Re: HTML interpreter vs. HTML user agent from Adam Barth on 2009-05-29 (public-html@w3.org from May 2009)

From: Adam Barth <w3c@adambarth.com>
Date: Fri, 29 May 2009 14:05:30 -0700
To: Sam Ruby <rubys@intertwingly.net>
Cc: Ian Hickson <ian@hixie.ch>, HTML WG <public-html@w3.org>
Message-ID: <7789133a0905291405ic66d526h53f9738c344c5c7a@mail.gmail.com>

On Fri, May 29, 2009 at 1:57 PM, Sam Ruby <rubys@intertwingly.net> wrote:
> Adam Barth wrote:
>>
>> On Fri, May 29, 2009 at 1:37 PM, Sam Ruby <rubys@intertwingly.net> wrote:
>>>
>>> Ian Hickson wrote:
>>>>
>>>> Could you elaborate on how this doesn't work with the rules in HTML5?
>>>> (Or
>>>> rather, with the rules in Adam's ID?)
>>>
>>> That resource is served with a text/plain mime type, and therefore should
>>> not be treated as a feed.
>>
>> Perhaps we should change the algorithm to consider these documents to be
>> feeds.
>>
>>> At the present time, both IE8 and Firefox treat that document as a feed.
>>> My assessment is that Firefox will continue to follow IE's lead in this
>>> area, but I will gladly defer to those who actually work on the product.
>>
>> That sounds like another argument for changing the algorithm.
>
> At the present time Chrome will not treat that document as a feed.
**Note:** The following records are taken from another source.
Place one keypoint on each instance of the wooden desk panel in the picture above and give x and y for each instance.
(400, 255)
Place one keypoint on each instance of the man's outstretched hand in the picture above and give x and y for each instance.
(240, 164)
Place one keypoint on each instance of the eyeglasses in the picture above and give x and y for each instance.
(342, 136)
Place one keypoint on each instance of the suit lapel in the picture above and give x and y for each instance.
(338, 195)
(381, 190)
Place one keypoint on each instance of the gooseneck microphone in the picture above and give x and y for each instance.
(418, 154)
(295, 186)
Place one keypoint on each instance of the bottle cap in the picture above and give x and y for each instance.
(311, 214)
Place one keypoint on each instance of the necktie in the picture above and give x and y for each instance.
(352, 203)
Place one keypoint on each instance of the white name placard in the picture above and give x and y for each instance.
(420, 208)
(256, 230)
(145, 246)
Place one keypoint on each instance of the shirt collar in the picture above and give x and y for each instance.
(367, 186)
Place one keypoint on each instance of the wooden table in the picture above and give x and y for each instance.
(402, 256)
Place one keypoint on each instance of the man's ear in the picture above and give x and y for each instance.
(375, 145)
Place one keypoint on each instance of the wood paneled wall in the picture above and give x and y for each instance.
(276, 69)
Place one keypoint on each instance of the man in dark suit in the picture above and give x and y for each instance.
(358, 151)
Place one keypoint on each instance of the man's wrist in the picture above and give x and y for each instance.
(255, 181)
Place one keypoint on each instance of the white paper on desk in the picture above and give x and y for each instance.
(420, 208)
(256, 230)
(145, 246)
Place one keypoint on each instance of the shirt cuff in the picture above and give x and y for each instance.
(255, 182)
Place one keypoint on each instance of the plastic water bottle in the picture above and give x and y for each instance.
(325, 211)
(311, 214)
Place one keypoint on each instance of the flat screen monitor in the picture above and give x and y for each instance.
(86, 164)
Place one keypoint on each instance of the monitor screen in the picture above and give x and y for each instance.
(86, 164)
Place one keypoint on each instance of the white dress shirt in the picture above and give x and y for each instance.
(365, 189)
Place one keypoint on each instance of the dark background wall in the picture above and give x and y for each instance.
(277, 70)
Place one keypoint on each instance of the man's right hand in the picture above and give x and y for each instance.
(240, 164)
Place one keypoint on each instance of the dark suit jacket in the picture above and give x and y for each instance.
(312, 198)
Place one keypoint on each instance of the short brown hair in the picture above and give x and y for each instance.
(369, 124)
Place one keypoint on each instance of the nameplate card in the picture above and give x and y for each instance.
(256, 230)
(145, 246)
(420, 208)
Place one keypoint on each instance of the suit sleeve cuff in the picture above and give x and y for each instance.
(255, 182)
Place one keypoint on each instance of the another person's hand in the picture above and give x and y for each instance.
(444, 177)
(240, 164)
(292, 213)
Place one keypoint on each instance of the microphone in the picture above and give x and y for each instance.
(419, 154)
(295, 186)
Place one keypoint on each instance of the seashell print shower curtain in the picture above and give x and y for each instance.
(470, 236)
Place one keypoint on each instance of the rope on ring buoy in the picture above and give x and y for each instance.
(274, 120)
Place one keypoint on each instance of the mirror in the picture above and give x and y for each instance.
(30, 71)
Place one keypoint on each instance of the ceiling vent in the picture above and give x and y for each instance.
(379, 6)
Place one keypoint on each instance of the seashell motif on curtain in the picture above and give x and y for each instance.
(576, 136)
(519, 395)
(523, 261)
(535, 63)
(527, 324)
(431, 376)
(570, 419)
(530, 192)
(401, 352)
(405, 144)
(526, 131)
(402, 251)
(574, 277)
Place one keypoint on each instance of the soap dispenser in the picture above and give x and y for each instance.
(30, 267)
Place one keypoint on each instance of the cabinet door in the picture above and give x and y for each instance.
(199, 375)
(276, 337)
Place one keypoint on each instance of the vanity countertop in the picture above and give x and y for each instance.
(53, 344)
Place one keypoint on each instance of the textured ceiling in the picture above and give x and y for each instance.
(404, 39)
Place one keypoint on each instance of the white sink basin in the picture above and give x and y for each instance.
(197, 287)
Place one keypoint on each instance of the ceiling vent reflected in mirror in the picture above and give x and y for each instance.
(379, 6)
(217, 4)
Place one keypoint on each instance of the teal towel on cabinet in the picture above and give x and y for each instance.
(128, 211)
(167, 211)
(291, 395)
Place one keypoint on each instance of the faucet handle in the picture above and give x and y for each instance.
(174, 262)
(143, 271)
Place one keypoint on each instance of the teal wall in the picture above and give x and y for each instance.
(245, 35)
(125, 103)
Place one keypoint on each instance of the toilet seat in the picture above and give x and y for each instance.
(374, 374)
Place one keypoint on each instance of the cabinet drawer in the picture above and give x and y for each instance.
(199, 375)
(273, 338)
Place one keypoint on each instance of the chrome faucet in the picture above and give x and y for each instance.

How can you tell?  Chrome doesn't current support feeds.

> My two cents: generally these rules were created not based on first
> principles, but rather based on reverse engineering a small number of
> browsers.

The rules are not based on first principles in the sense that we could
easily live in an alternate reality similar to our own but with a
different sniffing algorithm.  The rules are based on two things:

1) Reverse engineering of existing user agents.
2) Extensive empirical analysis of existing web content.

For more details about how the algorithm was constructed, I encourage
you to read:

http://www.adambarth.com/papers/2009/barth-caballero-song.pdf

>From these observations, we formulated two security principles, but
the paper explains that better than I can reproduce here.

> If it is intended that these rules apply to another class of
> tools (e.g. feed readers), then I will suggest that reverse engineering the
> behavior of the top "n" (n>=3) consumers in that category would seem
> appropriate.

Ian and I have spend much more effort on the other sniffing rules than
on the rules for sniffing feeds.  I'd welcome feedback on how to
improve the feed rules (well, and all the rules, actually).  Your
earlier feedback was quite helpful.

Adam

Received on Friday, 29 May 2009 21:06:23 UTC